KedaiKOPI: Anies Capres Potensial dari RI Barat, Zulkieflimansyah dari Timur

Lembaga survei KedaiKOPI merilis kembali hasil survei terbaru terkait capres potensial 2024. Hasilnya ada nama-nama lawas dan ada juga nama-nama baru.
Survei itu dilaksanakan pada 10-19 April 2021 di 34 provinsi dengan metode survei face to face interview [home visit], dengan jumlah 1.215 responden pada usia 17-65 tahun. Tingkat akurasi sampling kurang lebih 2,81 persen pada interval kepercayaan 95,5 persen.
Dalam survei tersebut, Anies Baswedan memimpin peta elektabilitas tokoh kepala daerah wilayah Indonesia barat. Anies meraih dukungan 38,2 persen responden, disusul Ganjar Pranowo yang meraih 29,0 persen, Ridwan Kamil 21,0 persen, Khofifah Indar Parawansa 9,6 persen, dan Mahyeldi Ansharullah dengan 2,2 persen.
Sementara itu, Gubernur NTB Zulkieflimansyah unggul dalam peta elektabilitas tokoh kepala daerah wilayah Indonesia Timur.

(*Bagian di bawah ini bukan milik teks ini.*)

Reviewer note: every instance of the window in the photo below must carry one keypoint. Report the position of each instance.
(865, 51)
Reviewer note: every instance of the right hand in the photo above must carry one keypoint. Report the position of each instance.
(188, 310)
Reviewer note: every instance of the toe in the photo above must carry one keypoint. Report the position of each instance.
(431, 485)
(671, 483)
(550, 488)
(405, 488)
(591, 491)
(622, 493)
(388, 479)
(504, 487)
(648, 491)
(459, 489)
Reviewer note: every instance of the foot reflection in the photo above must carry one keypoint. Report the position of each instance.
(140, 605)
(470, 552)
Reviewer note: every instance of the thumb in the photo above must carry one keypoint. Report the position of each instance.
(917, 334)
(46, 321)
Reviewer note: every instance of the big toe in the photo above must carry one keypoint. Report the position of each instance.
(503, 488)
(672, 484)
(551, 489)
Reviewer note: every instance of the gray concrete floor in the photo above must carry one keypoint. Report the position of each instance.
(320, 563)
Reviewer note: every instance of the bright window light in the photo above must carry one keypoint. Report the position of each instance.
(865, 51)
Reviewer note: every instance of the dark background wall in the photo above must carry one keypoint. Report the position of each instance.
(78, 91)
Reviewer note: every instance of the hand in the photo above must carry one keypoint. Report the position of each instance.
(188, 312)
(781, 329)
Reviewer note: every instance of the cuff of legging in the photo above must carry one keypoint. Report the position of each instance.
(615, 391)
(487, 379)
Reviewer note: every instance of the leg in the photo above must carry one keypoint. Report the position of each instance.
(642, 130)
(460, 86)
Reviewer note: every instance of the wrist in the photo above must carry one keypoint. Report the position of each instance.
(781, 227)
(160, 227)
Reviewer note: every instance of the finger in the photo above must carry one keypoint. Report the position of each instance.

Politisi PKS ini meraih dukungan 20,8 persen responden, disusul Wayan Koster yang meraih 15,2 persen, Isran Noor 12,3 persen, Viktor Laiskodat 7,1 persen, dan Olly Dondokambey 6,3 persen.
Dalam survei tersebut, latar belakang kepala daerah menempati posisi kedua paling difavoritkan untuk memimpin Indonesia dengan dukungan 17,6 persen responden. Angka ini hanya kalah dari tokoh berlatar belakang TNI yang meraih 27,4 persen responden.

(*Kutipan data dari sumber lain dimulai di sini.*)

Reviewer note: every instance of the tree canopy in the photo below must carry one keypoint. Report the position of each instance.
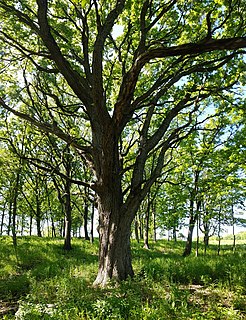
(122, 83)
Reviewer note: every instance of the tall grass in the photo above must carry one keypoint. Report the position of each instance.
(44, 282)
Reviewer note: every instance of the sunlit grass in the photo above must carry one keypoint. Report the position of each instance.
(49, 283)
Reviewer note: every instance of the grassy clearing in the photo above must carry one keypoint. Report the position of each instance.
(41, 281)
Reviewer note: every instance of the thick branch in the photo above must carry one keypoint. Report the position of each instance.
(130, 79)
(76, 81)
(46, 127)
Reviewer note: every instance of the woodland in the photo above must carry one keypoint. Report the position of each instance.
(122, 122)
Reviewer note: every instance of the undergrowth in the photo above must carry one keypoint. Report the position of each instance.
(41, 281)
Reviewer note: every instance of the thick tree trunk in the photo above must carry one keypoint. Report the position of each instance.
(114, 218)
(115, 260)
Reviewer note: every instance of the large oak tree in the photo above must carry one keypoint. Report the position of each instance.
(131, 76)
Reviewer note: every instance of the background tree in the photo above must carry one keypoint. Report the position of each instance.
(126, 89)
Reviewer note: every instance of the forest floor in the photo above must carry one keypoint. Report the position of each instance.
(39, 280)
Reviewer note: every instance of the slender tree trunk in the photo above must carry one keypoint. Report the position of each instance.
(38, 218)
(233, 229)
(10, 217)
(30, 226)
(86, 212)
(136, 229)
(14, 216)
(68, 217)
(53, 228)
(154, 221)
(192, 221)
(2, 220)
(146, 229)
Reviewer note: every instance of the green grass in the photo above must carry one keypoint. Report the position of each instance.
(42, 281)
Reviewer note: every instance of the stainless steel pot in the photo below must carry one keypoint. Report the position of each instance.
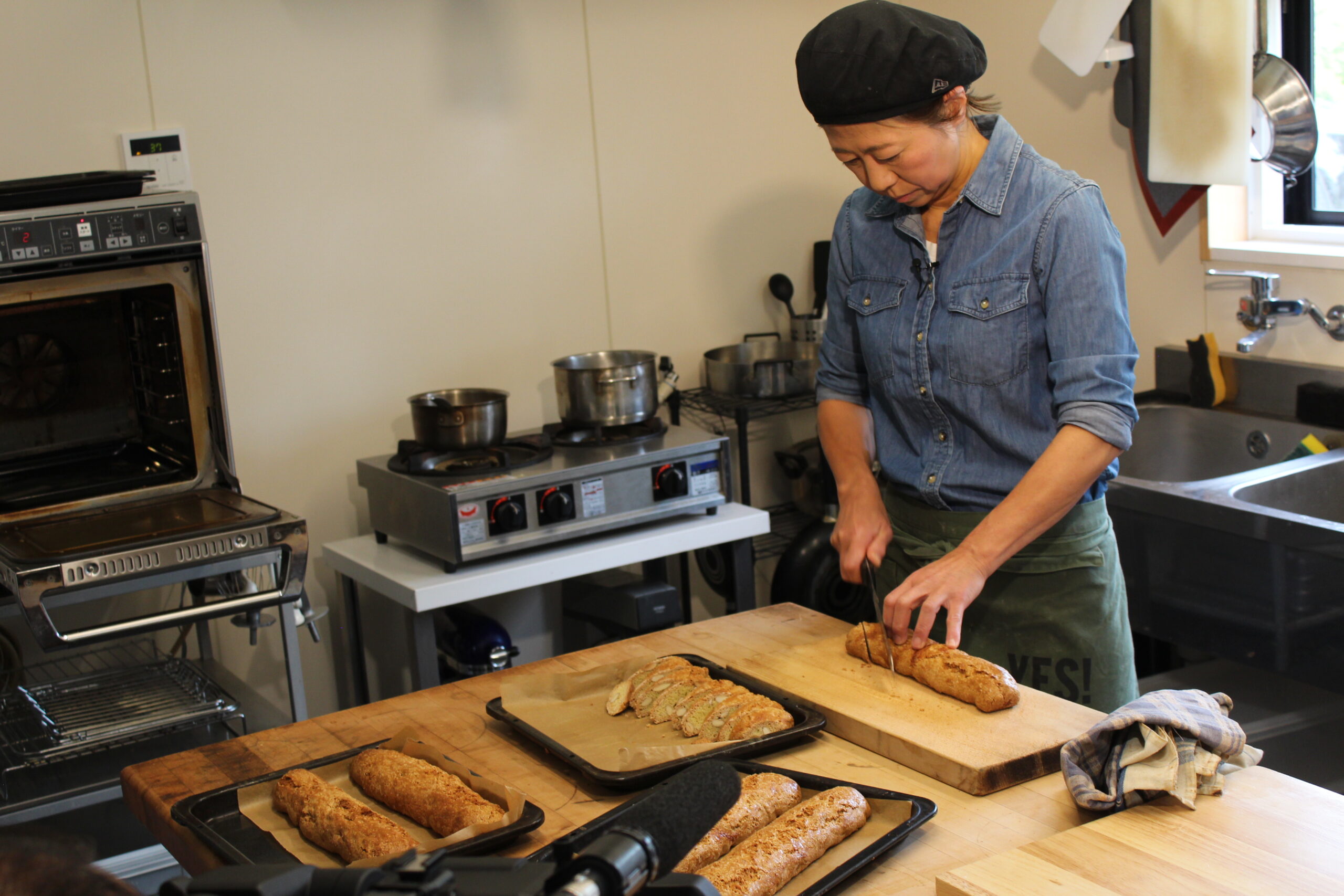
(1289, 139)
(460, 419)
(606, 388)
(762, 368)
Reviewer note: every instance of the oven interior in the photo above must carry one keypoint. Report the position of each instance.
(93, 398)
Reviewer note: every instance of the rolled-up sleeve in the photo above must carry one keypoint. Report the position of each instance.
(842, 374)
(1081, 269)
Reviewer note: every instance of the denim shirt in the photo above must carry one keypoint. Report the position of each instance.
(971, 366)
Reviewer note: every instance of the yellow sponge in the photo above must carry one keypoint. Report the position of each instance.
(1206, 375)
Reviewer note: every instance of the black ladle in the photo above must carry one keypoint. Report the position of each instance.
(783, 289)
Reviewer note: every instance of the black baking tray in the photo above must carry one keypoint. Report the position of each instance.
(565, 848)
(66, 190)
(214, 817)
(805, 721)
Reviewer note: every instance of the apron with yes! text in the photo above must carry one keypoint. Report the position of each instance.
(1054, 614)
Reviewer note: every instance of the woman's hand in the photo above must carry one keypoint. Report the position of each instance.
(862, 531)
(951, 582)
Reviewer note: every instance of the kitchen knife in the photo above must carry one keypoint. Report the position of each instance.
(877, 605)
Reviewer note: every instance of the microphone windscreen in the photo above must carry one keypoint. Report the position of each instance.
(685, 809)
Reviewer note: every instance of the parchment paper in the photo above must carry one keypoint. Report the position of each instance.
(887, 815)
(572, 708)
(256, 805)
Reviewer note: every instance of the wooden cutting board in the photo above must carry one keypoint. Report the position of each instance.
(918, 727)
(1268, 833)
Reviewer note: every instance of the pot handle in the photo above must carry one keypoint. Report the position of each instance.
(448, 407)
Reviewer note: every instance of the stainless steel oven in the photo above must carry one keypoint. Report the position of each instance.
(118, 479)
(116, 465)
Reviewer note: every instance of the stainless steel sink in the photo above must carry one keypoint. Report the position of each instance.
(1229, 549)
(1182, 444)
(1315, 491)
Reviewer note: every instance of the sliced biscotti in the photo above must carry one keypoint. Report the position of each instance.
(666, 703)
(658, 684)
(698, 712)
(620, 698)
(759, 722)
(714, 726)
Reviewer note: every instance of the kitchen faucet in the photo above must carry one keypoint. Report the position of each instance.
(1261, 309)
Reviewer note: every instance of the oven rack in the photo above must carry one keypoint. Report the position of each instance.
(87, 703)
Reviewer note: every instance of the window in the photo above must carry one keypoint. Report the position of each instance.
(1314, 44)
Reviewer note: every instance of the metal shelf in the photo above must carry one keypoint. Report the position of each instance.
(93, 702)
(786, 522)
(729, 406)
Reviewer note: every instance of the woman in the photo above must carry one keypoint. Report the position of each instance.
(978, 350)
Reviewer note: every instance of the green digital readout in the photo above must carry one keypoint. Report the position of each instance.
(155, 145)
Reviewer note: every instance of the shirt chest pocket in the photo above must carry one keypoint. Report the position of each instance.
(988, 336)
(875, 301)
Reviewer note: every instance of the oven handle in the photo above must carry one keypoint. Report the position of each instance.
(166, 620)
(293, 544)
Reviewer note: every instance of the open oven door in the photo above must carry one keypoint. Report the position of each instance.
(64, 559)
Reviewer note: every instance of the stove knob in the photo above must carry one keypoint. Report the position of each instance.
(507, 515)
(557, 507)
(670, 483)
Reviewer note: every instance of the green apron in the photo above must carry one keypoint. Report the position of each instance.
(1054, 614)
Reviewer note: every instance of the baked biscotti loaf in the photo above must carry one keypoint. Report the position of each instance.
(945, 669)
(764, 797)
(965, 678)
(328, 817)
(421, 790)
(777, 853)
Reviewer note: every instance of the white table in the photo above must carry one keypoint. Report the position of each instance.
(417, 581)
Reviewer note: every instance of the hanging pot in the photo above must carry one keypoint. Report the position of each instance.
(762, 368)
(1288, 123)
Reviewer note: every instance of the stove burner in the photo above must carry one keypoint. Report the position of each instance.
(511, 455)
(596, 436)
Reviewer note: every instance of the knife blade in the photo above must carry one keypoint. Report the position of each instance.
(870, 577)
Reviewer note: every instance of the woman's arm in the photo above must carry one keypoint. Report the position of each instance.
(862, 527)
(1067, 468)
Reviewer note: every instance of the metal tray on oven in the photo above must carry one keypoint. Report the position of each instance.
(214, 817)
(921, 810)
(805, 721)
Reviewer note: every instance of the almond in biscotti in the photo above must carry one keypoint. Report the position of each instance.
(714, 727)
(698, 712)
(663, 705)
(620, 698)
(756, 722)
(655, 686)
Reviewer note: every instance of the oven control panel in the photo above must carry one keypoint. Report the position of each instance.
(107, 233)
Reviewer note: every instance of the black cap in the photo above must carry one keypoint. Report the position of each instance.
(877, 59)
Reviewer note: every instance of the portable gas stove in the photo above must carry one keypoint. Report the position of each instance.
(542, 487)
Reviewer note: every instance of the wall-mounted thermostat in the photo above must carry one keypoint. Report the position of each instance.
(163, 152)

Ketika dihadapkan pada pertanyaan terkait partai mana yang dianggap paling mungkin memajukan nama calon wakil presiden, PKS tampil sebagai partai Islam dengan kans tertinggi yaitu 40,0 persen, disusul PKB dengan 27,1 persen, PPP 17,1 persen dan PAN dengan 15,8 persen.

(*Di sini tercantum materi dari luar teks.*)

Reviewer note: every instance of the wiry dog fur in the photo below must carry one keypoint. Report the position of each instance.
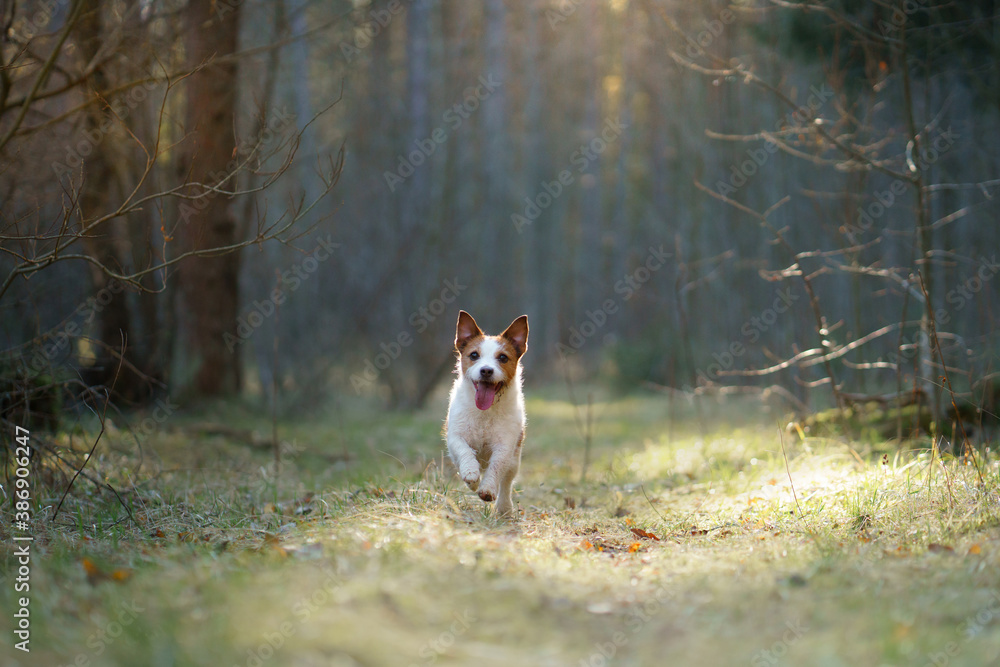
(485, 425)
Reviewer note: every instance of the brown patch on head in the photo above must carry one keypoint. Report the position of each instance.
(466, 332)
(506, 356)
(517, 335)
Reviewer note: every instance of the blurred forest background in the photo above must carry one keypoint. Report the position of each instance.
(294, 197)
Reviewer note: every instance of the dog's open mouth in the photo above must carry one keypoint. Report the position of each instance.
(486, 393)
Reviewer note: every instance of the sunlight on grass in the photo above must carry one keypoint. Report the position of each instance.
(363, 548)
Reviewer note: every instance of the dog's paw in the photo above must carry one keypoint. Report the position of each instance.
(471, 478)
(506, 509)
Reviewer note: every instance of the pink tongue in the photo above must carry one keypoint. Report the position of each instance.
(484, 395)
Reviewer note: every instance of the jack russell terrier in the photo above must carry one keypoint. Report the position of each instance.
(485, 425)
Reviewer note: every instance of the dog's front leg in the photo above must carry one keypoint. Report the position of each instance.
(464, 458)
(499, 477)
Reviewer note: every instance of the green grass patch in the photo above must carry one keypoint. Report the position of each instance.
(363, 548)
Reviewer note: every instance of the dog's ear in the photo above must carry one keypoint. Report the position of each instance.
(466, 330)
(517, 334)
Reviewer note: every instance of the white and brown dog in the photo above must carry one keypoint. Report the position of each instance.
(485, 425)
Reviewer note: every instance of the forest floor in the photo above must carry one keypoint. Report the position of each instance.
(674, 549)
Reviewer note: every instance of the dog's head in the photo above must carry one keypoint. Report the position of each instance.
(490, 362)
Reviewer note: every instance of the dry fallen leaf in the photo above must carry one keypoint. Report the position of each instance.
(95, 575)
(639, 532)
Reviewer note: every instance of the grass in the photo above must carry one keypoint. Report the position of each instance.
(363, 549)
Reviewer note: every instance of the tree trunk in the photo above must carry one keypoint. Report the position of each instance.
(209, 287)
(102, 242)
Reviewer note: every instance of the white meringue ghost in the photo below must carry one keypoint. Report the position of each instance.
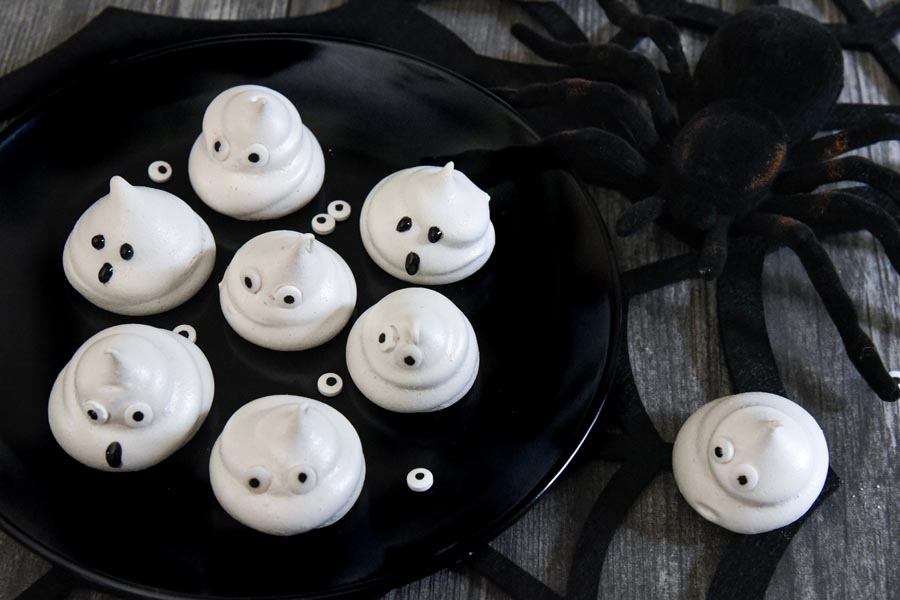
(285, 290)
(414, 351)
(138, 251)
(255, 159)
(286, 464)
(427, 225)
(751, 462)
(130, 397)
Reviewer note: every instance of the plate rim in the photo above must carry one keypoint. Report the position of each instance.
(457, 552)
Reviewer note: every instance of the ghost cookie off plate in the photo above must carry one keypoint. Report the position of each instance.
(546, 327)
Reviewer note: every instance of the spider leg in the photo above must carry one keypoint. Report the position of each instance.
(801, 239)
(591, 103)
(714, 253)
(555, 20)
(847, 168)
(839, 211)
(597, 156)
(663, 33)
(607, 62)
(865, 133)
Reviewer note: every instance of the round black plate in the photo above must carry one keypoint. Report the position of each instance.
(545, 310)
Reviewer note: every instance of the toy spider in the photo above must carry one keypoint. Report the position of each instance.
(731, 153)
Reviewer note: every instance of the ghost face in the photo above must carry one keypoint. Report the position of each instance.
(138, 251)
(130, 397)
(751, 462)
(254, 158)
(285, 464)
(286, 291)
(428, 225)
(414, 351)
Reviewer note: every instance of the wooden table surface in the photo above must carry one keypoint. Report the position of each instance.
(851, 546)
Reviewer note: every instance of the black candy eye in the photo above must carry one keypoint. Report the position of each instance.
(404, 224)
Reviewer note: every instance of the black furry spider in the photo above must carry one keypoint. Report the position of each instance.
(732, 151)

Direktur Eksekutif KedaiKOPI Hendri Satrio mengatakan, tampilnya duet tokoh yang merepresentasikan wilayah barat dan timur Indonesia di Pilpres 2024 akan baik bagi Indonesia.
“Tentunya kalau kombinasi kepala daerah dari barat dan timur itu akan lebih melengkapi, ya. Misalnya, Pak Anies dengan beberapa kepala daerah bagian timur, kan, ada banyak tuh. Ada Pak Zulkieflimansyah, ada Pak Koster, ada Pak Viktor Laiskodat, kan, banyak tuh,” kata Hendri dalam siaran persnya, Jumat (7/5).
Hendri mengatakan, tampilnya kepala daerah dari dua wilayah itu juga saling menguatkan kepala daerah dari barat dan timur diyakini lebih memahami kondisi di wilayah mereka.
"Kalau barat dan timur itu saling menguatkan, jadi satu itu baik sekali. Jadi akan lebih memahami apa yang ada di barat dan apa yang ada di timur,” papar Hendri.
Atas dasar itulah, Hendri ingin melakukan pemetaan elektabilitas kepala daerah di Indonesia bagian barat dan Indonesia bagian timur.
“Jadi yang selama ini beredar, kan, adalah nama-nama kepala daerah yang ada di Indonesia barat saja. Anies, Ganjar, Ridwan Kamil, Khofifah. Tapi belum ada, tuh, yang melakukan uji elektabilitas terhadap kepala daerah di Indonesia timur,” pungkasnya.